In this self centered world, there is very little chance to be helped sincerely without a hidden motive in the helper’s mind. You may disagree with me wearing the shoe of a genuine helper. So obviously exceptions are there. But now let us think on those helping hands who have some secret agenda behind them.

Yes, it is there, whether you realize it or not. There is a secret agenda behind almost every helping hand.

And the most evil thing is when someone makes you believe that ‘you are helped by them while in fact he/she hasn’t played any role at all’.

What could be the motive of those helping hands.. .

  • With a little investment, they are looking for fame.
  • A give and take policy, even if the ‘take’ may be at a later point of time.
  • Hiding their own great benefits while portraying the service to others.
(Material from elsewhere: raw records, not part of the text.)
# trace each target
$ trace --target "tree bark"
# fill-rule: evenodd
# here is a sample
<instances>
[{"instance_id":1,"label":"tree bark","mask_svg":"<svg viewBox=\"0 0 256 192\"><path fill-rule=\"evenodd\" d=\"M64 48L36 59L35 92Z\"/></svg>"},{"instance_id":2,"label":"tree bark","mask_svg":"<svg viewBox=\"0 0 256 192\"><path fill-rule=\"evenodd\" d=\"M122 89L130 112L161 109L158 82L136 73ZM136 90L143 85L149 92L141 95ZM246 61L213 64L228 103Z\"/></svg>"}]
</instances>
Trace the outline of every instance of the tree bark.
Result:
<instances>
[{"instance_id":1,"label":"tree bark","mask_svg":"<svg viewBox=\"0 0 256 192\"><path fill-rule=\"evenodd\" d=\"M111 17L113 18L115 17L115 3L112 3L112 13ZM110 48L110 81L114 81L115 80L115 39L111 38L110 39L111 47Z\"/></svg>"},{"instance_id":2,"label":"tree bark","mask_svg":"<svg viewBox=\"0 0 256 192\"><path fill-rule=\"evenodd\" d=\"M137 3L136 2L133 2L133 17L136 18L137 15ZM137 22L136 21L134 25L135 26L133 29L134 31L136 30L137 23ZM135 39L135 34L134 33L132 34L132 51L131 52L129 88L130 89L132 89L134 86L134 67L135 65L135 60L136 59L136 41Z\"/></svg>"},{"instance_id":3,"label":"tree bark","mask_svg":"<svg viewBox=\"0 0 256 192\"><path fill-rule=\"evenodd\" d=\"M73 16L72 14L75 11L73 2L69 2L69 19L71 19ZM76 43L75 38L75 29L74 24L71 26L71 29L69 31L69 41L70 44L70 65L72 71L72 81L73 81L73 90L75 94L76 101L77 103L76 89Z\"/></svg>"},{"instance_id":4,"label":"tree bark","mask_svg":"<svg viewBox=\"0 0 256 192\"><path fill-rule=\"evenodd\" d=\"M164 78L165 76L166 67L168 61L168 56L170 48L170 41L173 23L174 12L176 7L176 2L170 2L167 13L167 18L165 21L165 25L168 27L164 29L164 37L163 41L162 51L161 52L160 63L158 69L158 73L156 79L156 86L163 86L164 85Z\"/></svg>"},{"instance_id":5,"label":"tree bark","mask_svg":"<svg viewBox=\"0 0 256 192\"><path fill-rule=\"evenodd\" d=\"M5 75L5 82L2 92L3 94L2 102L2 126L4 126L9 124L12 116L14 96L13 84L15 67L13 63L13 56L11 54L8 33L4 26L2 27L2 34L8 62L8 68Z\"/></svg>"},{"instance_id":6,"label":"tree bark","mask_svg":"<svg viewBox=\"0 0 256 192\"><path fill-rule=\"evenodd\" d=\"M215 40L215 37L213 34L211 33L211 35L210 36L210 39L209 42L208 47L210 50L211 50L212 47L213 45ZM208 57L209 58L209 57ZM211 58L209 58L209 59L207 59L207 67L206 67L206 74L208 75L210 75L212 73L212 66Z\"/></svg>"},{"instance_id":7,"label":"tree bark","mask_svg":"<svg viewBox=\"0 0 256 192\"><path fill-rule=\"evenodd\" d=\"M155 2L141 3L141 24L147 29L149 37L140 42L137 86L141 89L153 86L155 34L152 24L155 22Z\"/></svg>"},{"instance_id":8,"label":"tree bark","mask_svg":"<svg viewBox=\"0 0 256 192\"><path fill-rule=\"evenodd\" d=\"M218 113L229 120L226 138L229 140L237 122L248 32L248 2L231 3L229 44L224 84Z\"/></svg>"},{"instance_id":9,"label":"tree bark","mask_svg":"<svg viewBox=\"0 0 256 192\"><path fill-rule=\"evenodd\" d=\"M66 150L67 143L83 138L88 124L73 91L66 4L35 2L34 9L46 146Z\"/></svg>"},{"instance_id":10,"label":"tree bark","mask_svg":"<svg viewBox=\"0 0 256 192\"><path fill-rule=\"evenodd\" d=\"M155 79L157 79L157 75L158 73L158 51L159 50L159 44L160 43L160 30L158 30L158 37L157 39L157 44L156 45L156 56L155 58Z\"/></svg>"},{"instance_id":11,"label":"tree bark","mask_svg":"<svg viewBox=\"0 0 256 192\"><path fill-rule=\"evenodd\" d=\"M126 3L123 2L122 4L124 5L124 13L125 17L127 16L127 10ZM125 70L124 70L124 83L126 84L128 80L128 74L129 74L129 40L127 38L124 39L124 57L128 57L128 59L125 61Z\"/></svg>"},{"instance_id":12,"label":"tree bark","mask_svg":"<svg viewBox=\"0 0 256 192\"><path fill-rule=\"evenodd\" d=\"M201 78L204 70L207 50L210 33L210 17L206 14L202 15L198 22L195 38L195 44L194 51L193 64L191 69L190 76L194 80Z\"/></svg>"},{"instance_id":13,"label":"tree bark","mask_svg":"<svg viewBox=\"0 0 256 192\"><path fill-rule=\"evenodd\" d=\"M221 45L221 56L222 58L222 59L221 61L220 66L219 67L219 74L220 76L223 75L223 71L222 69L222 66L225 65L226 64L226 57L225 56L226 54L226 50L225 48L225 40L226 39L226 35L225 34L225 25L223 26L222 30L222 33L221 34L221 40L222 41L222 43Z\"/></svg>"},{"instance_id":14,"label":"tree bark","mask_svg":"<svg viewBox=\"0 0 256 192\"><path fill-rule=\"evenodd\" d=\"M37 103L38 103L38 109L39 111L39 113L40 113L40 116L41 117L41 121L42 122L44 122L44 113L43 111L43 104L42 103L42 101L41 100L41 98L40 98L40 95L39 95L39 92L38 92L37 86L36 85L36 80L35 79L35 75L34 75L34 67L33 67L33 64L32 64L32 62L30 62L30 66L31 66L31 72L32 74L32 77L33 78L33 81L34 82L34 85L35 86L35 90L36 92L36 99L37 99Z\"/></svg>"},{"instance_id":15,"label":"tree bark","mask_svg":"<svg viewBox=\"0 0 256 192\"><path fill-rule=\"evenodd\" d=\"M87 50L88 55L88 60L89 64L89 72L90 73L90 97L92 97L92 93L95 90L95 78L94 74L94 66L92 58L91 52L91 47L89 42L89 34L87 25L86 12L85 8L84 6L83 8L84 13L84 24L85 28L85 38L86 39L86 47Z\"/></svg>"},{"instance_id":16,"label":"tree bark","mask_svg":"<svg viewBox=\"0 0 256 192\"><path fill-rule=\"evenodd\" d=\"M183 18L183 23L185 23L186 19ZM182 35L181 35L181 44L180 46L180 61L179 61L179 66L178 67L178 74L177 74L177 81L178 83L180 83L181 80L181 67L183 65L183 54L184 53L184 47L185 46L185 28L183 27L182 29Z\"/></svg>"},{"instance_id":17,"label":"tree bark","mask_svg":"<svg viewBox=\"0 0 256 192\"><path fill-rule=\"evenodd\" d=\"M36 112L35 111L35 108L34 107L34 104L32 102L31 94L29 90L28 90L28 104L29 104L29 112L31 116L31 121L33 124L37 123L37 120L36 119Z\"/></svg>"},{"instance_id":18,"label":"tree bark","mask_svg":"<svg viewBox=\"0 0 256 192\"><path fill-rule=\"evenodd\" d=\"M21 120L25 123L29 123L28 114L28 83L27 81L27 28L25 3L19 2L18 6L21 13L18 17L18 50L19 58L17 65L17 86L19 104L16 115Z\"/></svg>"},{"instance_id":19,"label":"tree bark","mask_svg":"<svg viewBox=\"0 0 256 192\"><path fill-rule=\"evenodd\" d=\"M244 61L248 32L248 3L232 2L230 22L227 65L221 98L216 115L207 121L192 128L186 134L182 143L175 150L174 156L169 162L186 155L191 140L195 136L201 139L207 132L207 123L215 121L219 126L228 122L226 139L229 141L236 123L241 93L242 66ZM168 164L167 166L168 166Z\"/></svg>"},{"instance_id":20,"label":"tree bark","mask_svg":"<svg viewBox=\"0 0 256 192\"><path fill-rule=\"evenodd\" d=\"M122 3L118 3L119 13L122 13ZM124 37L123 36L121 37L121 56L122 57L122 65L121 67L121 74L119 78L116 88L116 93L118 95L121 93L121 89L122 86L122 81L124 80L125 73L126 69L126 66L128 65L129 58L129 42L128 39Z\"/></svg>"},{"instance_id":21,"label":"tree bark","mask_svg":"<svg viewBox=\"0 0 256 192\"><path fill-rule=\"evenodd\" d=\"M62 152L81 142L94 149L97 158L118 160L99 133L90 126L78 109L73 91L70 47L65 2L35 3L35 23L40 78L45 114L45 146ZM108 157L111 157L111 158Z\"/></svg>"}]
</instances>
The first two are not that harmful. And the most trickster aspect is the last one. People will try to seek their own benefits under the impression of a helping hand. And they will be marketing themselves very tactically such that all around you will be deeply impressed with their help. They pretend as if they are servicing you, but there will be a hidden motive of self service.

Once we realize this, feel so much irritated with their help. And do you know how difficult it is to escape from their helping hand?

Personally I don’t like to be helped unless and otherwise no other options in front of me. There are two things which pull me back from being helped. First thing is the secret agenda of helping hand and secondly I don’t like to be dependent, cutting my wings.

On asking a help, if you are responding inappropriately, how can I approach u again?

Or is that what you wanted, i.e I shouldn’t come again ? Then you are lost as I got your plan. 😉

She was in damn need of help when she came to me. Obviously, I supported her.  It was not at all a big deal for me. But she was a bit reluctant to make me do the same thing for her continuously, for a few days. May be due to her concern for me.. I supported her for a few days and then she tried for some other arrangements. I tried to convince her that it was not at all botheration for me. But she didn’t..

But her arrangements didn’t work properly. So she again came to me and the story continued. Infact it was a soothing moment for me..


Sometimes we are doubtful whether “it will be problematic for the helper”. Yes, it could be due to the care and concern. And at the same time it might be due to the reluctance to take that freedom from us.

Normally we seek help only from those people with whom we are free. It’s really a pleasant feeling when someone finds us supportive and approachable.

So why not make a soothing presence, add a deeper connection and become more approachable?

So the happy me, smiling… 🙂

Are you helping just for the sake?


Are you genuinely lending a hand? If yes,

Are you ensuring whether the help is in a usable form and not a show off type?

Are you ensuring whether the help offered by you was useful to the recipients?

Otherwise why do we need need to help them, just to make them obliged?

Can’t do anything if the help is just a show off type. But there are cases when we oversee it. Even if we didn’t have any secret agenda behind the helping hands, we miss to shape it in a better form. Or rather we don’t ensure the quality of the help given. If we could think or imagine ourselves to be in that recipients’ position, the help will definitely be a useful one.